Dan Diamond/Politico:
Trump’s new opioids strategy ‘devastates’ advocates
A proposal to slash funding for the drug control office is the latest worrying sign, advocates say.
"It’s devastating," said Kevin Sabet, who worked in the decades-old Office of National Drug Control Policy, advising the Clinton, George W. Bush and Obama administrations. "It’s the biggest cut I’ve ever seen or had to deal with."
It's the latest item in the Trump agenda that addiction advocates fear would erode the government's ability to fight an epidemic killing more than 47,000 Americans per year. Since taking office, the Trump administration has fought to pass an Obamacare repeal bill that would result in millions more without coverage; fired a surgeon general who led an unprecedented study of the opioid crisis; proposed billions of dollars of cuts to public health funding; and signaled a return to the tough-on-drugs approach to fighting addiction.
Chad Stone/US News:
The 'Repeal and Replace' Ruse
House Republicans' alternative to Obamacare went from bad to worse.
The GOP's promise to repeal and replace Obamacare is one of history's greatest false advertising campaigns. Republicans falsely claimed that Obamacare was failing, they never had an adequate substitute in mind, and they promised that their replacement would be better, cheaper and more available than Obamacare. In fact, as Vox's Matt Yglesias succinctly observes, they betrayed all their promises.
Politico:
Georgia Democrat Jon Ossoff has drawn notice for the legions of Democrats volunteering, donating and voting at unusually high rates to support his campaign. But Ossoff has also quietly attracted a small but potentially pivotal share of Republican support in his special election race, according to a new analysis of the April 18 primary — one major reason why the two-month runoff for Tom Price’s old district is expected to be so close and hard-fought.
The voter-file analysis of the special primary was conducted by Optimus Consulting, a Republican data-analytics firm that has been observing the Georgia race.
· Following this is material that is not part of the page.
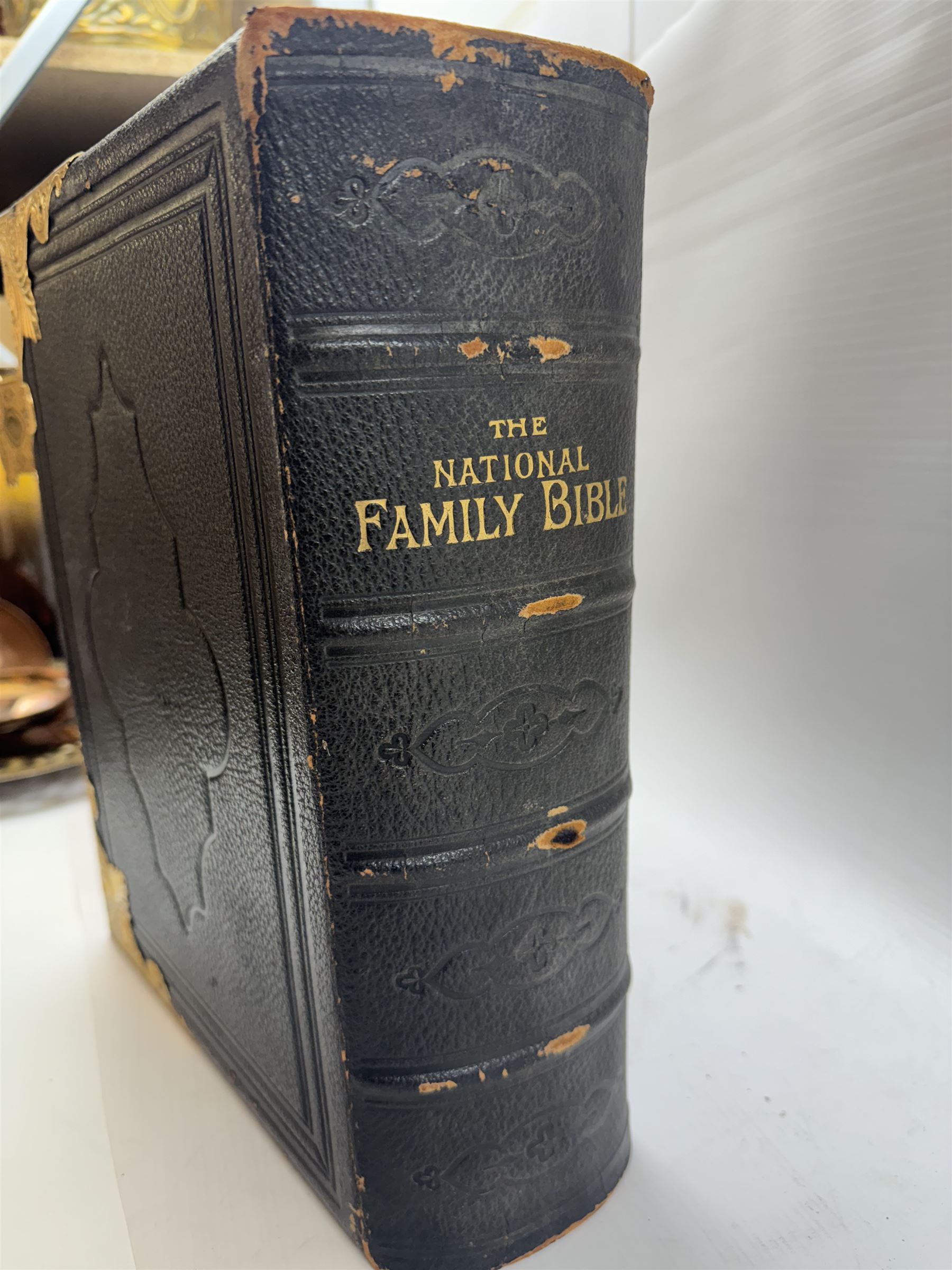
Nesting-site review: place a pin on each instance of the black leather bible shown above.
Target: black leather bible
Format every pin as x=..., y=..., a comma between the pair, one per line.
x=335, y=423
The voter file allows Optimus and others to dig for details about who exactly turned out for the first round of the special election, and how they likely voted.
James Hohmann/WaPo:
THE BIG IDEA: An uncovered dynamic in the current health care fight is the degree to which congressional Democrats have held together in unified opposition.
There are 10 Democratic senators and a dozen House members up for reelection next year in places Donald Trump carried. Not one has defected to support the GOP effort to unravel Obamacare or even gone wobbly. House Republicans, who voted in unison dozens of times to repeal the law when they knew it was just for show, are now the ones struggling to get on the same page.
The complexion of the House Democratic caucus has changed, as Blue Dogs got wiped out and the base of the party moved to the left. Of the 34 Democrats who voted against the Affordable Care Act when it passed in 2010, only three remain: Collin Peterson of Minnesota, Daniel Lipinski of Illinois and Stephen Lynch of Massachusetts. Each is against the GOP push to undo the law.